All Centers Are at most a Few Tokens Apart: Knowledge Distillation with Domain Invariant Prompt Tuning
Computational Pathology (CPath) models often struggle with domain shifts caused by variations in staining protocols, scanner devices, and imaging settings. Our project addresses this challenge by leveraging vision-language models (VLMs)—specifically PLIP (a pathology-tuned CLIP)—as a robust source for knowledge distillation. Predefined prompts for zero-shot inference are insufficient due to their sensitivity to prompt variations and the lack of semantic descriptors for histopathological data.
-
Domain Invariant Prompt Tuning (DIPT):
We propose DIPT, a novel prompt tuning step that learns domain-specific tokens via prefix tuning and then aggregates them to form domain-invariant, class-generic prompts.

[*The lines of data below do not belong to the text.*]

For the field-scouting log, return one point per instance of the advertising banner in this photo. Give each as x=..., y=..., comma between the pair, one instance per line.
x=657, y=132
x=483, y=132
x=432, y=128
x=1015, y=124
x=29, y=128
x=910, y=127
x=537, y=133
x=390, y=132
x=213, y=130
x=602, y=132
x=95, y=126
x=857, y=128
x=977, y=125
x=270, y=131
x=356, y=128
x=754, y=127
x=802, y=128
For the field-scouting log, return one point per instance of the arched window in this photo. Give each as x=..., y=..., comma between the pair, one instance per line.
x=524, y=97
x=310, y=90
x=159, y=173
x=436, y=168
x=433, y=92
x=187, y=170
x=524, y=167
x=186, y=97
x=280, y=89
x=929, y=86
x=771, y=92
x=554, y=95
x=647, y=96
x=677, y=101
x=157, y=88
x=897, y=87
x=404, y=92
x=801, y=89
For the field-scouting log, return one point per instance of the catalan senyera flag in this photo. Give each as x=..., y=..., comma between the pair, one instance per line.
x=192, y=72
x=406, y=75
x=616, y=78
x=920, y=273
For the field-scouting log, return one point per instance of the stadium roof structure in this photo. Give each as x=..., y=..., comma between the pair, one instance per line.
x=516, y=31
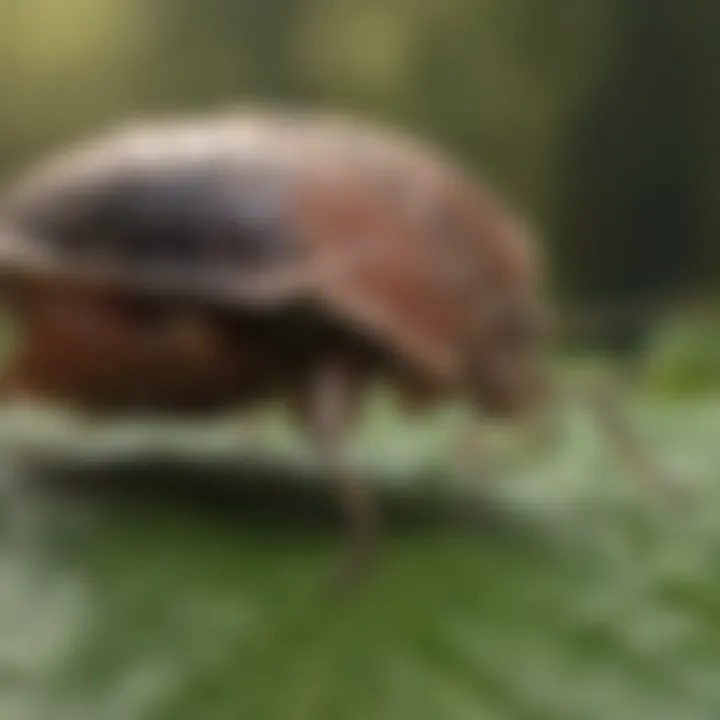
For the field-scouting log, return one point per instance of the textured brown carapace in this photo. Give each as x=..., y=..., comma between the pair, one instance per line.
x=201, y=264
x=209, y=264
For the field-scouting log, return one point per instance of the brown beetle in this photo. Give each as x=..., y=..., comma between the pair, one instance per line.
x=200, y=264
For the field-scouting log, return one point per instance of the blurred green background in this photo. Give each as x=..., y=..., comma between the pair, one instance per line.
x=582, y=595
x=597, y=117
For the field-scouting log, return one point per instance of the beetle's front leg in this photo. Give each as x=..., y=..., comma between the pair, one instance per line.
x=332, y=403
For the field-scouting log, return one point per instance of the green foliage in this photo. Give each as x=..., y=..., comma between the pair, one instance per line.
x=683, y=357
x=579, y=597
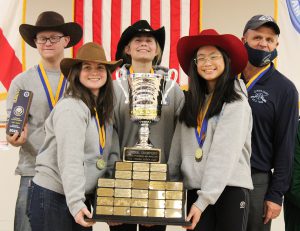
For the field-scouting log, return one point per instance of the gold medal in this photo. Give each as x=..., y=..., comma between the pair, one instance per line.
x=198, y=154
x=100, y=164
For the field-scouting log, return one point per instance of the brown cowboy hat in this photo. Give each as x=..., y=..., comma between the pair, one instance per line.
x=51, y=21
x=140, y=27
x=232, y=45
x=89, y=52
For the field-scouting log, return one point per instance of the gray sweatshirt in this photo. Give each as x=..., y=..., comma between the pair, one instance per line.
x=38, y=113
x=66, y=163
x=161, y=132
x=226, y=152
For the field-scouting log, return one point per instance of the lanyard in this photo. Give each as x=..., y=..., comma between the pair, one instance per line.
x=131, y=71
x=45, y=81
x=101, y=133
x=256, y=77
x=202, y=122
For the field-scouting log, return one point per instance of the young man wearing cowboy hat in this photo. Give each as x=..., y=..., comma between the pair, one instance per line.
x=274, y=102
x=141, y=47
x=50, y=35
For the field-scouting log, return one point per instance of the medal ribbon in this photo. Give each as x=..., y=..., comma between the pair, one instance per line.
x=101, y=132
x=256, y=77
x=202, y=122
x=131, y=71
x=45, y=81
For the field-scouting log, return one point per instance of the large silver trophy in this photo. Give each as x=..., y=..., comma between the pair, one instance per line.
x=146, y=94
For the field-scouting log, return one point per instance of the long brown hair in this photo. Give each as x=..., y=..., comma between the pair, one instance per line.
x=104, y=101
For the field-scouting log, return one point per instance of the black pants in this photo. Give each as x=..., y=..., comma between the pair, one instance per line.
x=229, y=213
x=291, y=216
x=133, y=227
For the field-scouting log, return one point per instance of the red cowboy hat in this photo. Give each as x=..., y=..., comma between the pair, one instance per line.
x=187, y=47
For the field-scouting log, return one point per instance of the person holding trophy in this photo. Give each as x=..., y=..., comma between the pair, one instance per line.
x=141, y=48
x=211, y=146
x=76, y=150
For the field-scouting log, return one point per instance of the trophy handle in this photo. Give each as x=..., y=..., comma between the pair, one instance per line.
x=121, y=75
x=165, y=95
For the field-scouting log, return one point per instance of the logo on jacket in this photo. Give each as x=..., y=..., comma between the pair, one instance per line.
x=294, y=12
x=259, y=96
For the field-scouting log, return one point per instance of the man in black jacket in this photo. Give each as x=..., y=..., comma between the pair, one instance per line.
x=274, y=102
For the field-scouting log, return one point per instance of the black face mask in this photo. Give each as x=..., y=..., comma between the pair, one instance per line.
x=259, y=58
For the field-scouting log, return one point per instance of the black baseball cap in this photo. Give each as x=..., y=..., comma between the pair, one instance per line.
x=260, y=20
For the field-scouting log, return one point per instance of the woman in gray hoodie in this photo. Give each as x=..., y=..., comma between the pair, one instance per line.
x=212, y=142
x=77, y=148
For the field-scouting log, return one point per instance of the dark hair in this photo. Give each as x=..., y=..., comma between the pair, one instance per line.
x=157, y=59
x=224, y=92
x=104, y=101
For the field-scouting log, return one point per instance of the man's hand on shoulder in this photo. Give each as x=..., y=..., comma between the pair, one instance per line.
x=271, y=211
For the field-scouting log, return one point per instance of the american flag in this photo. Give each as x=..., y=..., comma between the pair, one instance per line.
x=103, y=21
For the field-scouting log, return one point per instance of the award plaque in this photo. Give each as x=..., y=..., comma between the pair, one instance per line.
x=140, y=192
x=19, y=112
x=140, y=201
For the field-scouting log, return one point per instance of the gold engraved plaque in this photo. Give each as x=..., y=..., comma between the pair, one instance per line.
x=157, y=185
x=174, y=186
x=140, y=184
x=158, y=204
x=140, y=212
x=105, y=192
x=173, y=213
x=174, y=204
x=140, y=176
x=141, y=167
x=123, y=166
x=120, y=183
x=158, y=176
x=139, y=193
x=156, y=212
x=122, y=202
x=174, y=195
x=123, y=175
x=104, y=210
x=143, y=203
x=159, y=195
x=122, y=211
x=106, y=183
x=122, y=192
x=158, y=167
x=105, y=201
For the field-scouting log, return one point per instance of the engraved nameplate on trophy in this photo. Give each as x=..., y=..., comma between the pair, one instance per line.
x=146, y=95
x=143, y=200
x=19, y=112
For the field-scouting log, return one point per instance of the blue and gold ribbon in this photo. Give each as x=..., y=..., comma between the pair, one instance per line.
x=45, y=81
x=256, y=77
x=202, y=123
x=101, y=132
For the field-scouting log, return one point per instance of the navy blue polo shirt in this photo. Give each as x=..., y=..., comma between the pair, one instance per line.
x=274, y=103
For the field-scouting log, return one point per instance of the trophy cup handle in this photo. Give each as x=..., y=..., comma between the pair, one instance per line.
x=121, y=75
x=165, y=95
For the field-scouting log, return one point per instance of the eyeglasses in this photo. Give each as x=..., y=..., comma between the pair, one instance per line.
x=211, y=58
x=53, y=39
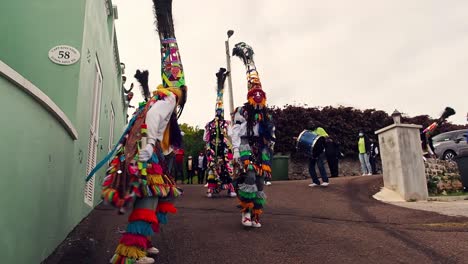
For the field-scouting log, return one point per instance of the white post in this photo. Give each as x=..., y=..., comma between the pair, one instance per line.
x=228, y=60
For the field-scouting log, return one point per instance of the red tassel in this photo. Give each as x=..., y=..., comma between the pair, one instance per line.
x=155, y=227
x=134, y=240
x=140, y=214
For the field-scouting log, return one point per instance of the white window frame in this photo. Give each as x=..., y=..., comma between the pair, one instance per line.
x=111, y=127
x=93, y=143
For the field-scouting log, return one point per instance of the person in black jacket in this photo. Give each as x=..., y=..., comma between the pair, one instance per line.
x=363, y=145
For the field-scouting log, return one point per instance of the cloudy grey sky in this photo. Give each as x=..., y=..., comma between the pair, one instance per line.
x=411, y=55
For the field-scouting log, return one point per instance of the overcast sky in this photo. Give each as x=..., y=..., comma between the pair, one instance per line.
x=411, y=55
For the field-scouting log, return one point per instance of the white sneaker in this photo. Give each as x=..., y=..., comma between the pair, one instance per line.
x=256, y=223
x=152, y=251
x=145, y=260
x=246, y=220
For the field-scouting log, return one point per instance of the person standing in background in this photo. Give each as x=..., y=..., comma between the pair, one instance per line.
x=318, y=157
x=201, y=167
x=190, y=169
x=364, y=149
x=374, y=155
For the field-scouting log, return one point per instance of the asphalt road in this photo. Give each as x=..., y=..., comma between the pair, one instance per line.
x=341, y=223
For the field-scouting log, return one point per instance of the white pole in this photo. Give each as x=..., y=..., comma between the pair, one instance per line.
x=228, y=59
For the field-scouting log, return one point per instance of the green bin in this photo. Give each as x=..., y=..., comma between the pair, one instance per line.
x=279, y=168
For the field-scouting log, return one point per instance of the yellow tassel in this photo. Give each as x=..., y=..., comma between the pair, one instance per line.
x=154, y=179
x=165, y=142
x=130, y=252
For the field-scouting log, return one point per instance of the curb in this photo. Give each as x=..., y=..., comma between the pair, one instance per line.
x=447, y=198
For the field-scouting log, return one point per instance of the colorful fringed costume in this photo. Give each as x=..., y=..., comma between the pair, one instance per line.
x=253, y=141
x=218, y=147
x=138, y=172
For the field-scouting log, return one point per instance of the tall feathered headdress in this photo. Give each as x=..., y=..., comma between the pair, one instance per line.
x=221, y=79
x=172, y=73
x=255, y=95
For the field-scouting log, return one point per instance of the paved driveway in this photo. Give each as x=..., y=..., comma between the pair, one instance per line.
x=338, y=224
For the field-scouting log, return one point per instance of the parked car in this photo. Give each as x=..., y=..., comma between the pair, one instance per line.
x=450, y=144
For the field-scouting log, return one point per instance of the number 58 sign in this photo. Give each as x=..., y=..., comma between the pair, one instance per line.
x=64, y=55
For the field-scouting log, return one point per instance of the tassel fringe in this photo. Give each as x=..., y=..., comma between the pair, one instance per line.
x=130, y=252
x=129, y=239
x=140, y=214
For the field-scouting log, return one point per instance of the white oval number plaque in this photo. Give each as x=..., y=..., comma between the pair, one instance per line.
x=64, y=55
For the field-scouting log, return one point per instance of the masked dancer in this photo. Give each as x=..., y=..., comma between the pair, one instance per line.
x=218, y=146
x=253, y=140
x=138, y=173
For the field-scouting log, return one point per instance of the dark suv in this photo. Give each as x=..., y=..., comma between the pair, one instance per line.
x=450, y=144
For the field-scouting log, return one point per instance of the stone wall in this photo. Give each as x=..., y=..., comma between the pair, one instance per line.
x=442, y=176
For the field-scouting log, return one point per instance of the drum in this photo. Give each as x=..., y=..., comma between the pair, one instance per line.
x=307, y=141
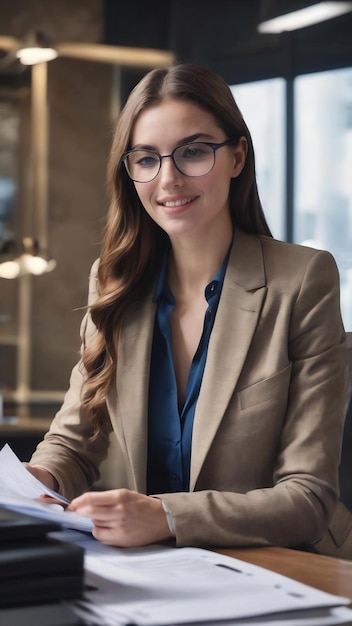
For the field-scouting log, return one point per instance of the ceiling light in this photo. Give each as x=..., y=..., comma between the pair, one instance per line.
x=29, y=260
x=301, y=18
x=37, y=48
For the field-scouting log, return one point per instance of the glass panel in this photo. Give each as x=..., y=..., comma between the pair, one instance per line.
x=262, y=105
x=323, y=170
x=9, y=150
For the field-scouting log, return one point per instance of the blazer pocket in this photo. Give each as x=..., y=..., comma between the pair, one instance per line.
x=267, y=390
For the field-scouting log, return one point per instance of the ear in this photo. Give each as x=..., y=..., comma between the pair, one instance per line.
x=240, y=155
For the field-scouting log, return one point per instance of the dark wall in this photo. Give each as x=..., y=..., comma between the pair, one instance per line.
x=222, y=34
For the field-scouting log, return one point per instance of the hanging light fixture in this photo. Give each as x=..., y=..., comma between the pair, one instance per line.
x=31, y=255
x=276, y=20
x=37, y=48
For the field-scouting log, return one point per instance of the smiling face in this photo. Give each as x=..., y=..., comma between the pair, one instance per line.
x=187, y=206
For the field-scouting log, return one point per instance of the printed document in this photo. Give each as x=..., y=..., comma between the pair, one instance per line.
x=19, y=491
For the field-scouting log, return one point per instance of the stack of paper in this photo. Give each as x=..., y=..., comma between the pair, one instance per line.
x=163, y=586
x=157, y=586
x=20, y=490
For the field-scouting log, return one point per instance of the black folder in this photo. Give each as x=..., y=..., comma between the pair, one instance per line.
x=35, y=567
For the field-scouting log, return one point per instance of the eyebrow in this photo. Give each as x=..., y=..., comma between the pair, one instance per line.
x=182, y=141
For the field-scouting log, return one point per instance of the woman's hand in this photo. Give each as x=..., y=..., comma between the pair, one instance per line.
x=43, y=475
x=123, y=518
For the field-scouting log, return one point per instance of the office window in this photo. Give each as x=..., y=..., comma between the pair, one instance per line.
x=323, y=170
x=262, y=104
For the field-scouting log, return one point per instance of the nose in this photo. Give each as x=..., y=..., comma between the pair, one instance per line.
x=169, y=173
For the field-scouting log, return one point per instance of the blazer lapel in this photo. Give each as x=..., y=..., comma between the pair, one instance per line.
x=132, y=382
x=239, y=309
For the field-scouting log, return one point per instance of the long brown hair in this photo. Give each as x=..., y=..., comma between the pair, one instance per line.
x=133, y=244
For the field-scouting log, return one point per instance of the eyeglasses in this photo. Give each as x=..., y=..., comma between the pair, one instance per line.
x=190, y=159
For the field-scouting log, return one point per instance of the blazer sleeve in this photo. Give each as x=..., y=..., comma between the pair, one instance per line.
x=68, y=450
x=297, y=508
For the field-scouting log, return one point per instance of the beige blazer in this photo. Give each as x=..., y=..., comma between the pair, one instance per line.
x=269, y=418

These prompts guide the knowledge distillation process, enabling the student model to capture robust and generalizable features. -
Improved Domain Generalization:
By aligning the student’s visual features with domain-invariant embeddings from PLIP’s text encoder, our approach achieves improved performance. Our experiments demonstrate up to a 7.7% F1-score improvement on challenging datasets such as CAMELYON17-WILDS and Kather19.
-
Prompt Tuning:
Learnable tokens are concatenated with a fixed generic token and tuned via prefix tuning to capture domain-specific variations. These tokens are then averaged across domains to generate domain-invariant, class-generic embeddings. -
Knowledge Distillation:
The domain-invariant prompts are used to distill knowledge from both the PLIP image and text encoders. This dual-modality distillation helps the student model learn a robust representation suitable for various unseen pathology domains.